Abstract:LLMs and RAG systems are now capable of handling millions of input tokens or more. However, evaluating the output quality of such systems on long-context tasks remains challenging, as tasks like Needle-in-a-Haystack lack complexity. In this work, we argue that summarization can play a central role in such evaluation. We design a procedure to synthesize Haystacks of documents, ensuring that specific \textit{insights} repeat across documents. The "Summary of a Haystack" (SummHay) task then requires a system to process the Haystack and generate, given a query, a summary that identifies the relevant insights and precisely cites the source documents. Since we have precise knowledge of what insights should appear in a haystack summary and what documents should be cited, we implement a highly reproducible automatic evaluation that can score summaries on two aspects - Coverage and Citation. We generate Haystacks in two domains (conversation, news), and perform a large-scale evaluation of 10 LLMs and corresponding 50 RAG systems. Our findings indicate that SummHay is an open challenge for current systems, as even systems provided with an Oracle signal of document relevance lag our estimate of human performance (56\%) by 10+ points on a Joint Score. Without a retriever, long-context LLMs like GPT-4o and Claude 3 Opus score below 20% on SummHay. We show SummHay can also be used to study enterprise RAG systems and position bias in long-context models. We hope future systems can equal and surpass human performance on SummHay.

What problem does this paper attempt to address?

This paper proposes a task called "Summary of a Haystack" (SummHay) which aims to address the performance issues of long-context language models (LLMs) and retrieval-augmented generation systems (RAG) in handling large amounts of input information. Existing evaluation methods such as the "Needle-in-a-Haystack" task are too simplistic and fail to fully showcase the capabilities of the latest models. Therefore, the researchers generated a document collection called "Haystack" by synthesizing data, in which specific insights are repeated across multiple documents. The SummHay task requires systems to process the Haystack, generate summaries based on queries, identify relevant insights, and accurately cite the source documents. The evaluation criteria include "coverage" (whether the expected reference insights are included) and "citation quality". By using automated evaluation methods, the researchers conducted large-scale evaluations on 10 Haystacks in the domains of dialogue and news, involving 10 LLMs and 50 RAG systems. The study found that even with the document relevance oracle signals, the current systems still exhibit much lower performance on the SummHay task compared to the estimated 56% performance of human judges. LLMs without a retrieval component tend to score lower, while RAG systems generally improve citation quality but may sacrifice insight coverage. Furthermore, the study revealed the issue of positional bias in long-context models, which tend to focus on information at the top or bottom of the context window. The main contributions of the paper include: 1) designing the process for generating Haystacks; 2) proposing the evaluation protocol for SummHay; 3) conducting large-scale evaluations on 50 RAG systems and 10 long-context LLMs, demonstrating that SummHay is a challenging open problem. The researchers hope that future technologies can achieve and surpass human performance on SummHay, providing more reliable answer engines.

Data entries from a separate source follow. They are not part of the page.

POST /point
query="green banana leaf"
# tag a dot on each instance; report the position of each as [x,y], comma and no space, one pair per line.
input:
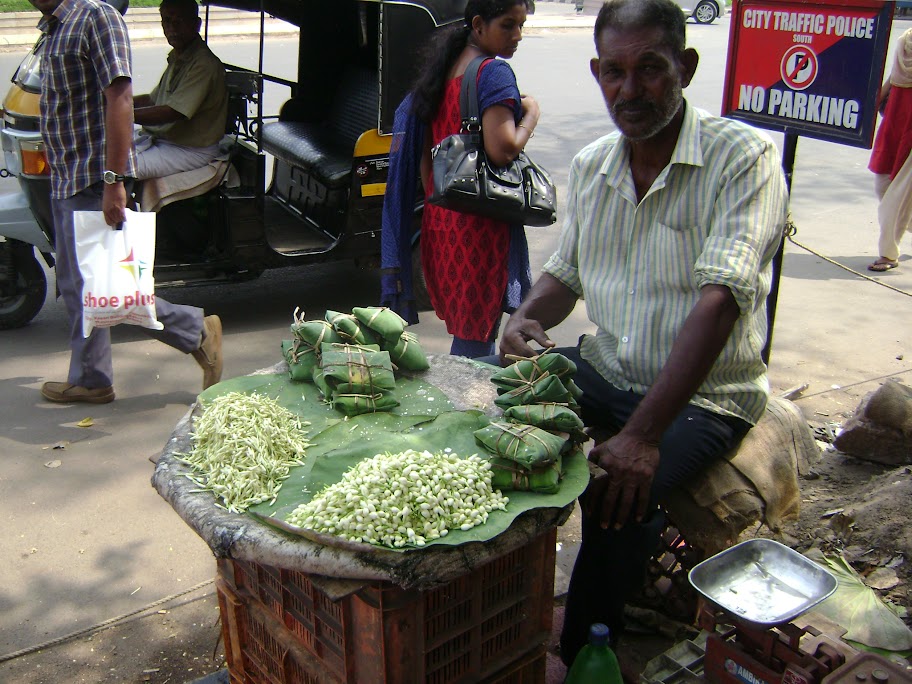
[340,446]
[855,606]
[425,419]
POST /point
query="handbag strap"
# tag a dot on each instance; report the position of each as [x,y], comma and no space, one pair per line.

Summary of a Haystack: A Challenge to Long-Context LLMs and RAG Systems

Revisiting the Gold Standard: Grounding Summarization Evaluation with Robust Human Evaluation

Towards a Robust Retrieval-Based Summarization System

UniSumEval: Towards Unified, Fine-Grained, Multi-Dimensional Summarization Evaluation for LLMs

BooookScore: A systematic exploration of book-length summarization in the era of LLMs

Benchmarking Generation and Evaluation Capabilities of Large Language Models for Instruction Controllable Summarization

On Context Utilization in Summarization with Large Language Models

Characterizing Multimodal Long-form Summarization: A Case Study on Financial Reports

Benchmarking Large Language Models for News Summarization

Hybrid Long Document Summarization using C2F-FAR and ChatGPT: A Practical Study

LCFO: Long Context and Long Form Output Dataset and Benchmarking

Learning to Summarize from LLM-generated Feedback

AugSumm: towards generalizable speech summarization using synthetic labels from large language model

Element-aware Summarization with Large Language Models: Expert-aligned Evaluation and Chain-of-Thought Method

Embrace Divergence for Richer Insights: A Multi-document Summarization Benchmark and a Case Study on Summarizing Diverse Information from News Articles

UserSumBench: A Benchmark Framework for Evaluating User Summarization Approaches

Controllable Multi-document Summarization: Coverage & Coherence Intuitive Policy with Large Language Model Based Rewards

Towards Dataset-scale and Feature-oriented Evaluation of Text Summarization in Large Language Model Prompts

Can Large Language Models Serve as Evaluators for Code Summarization?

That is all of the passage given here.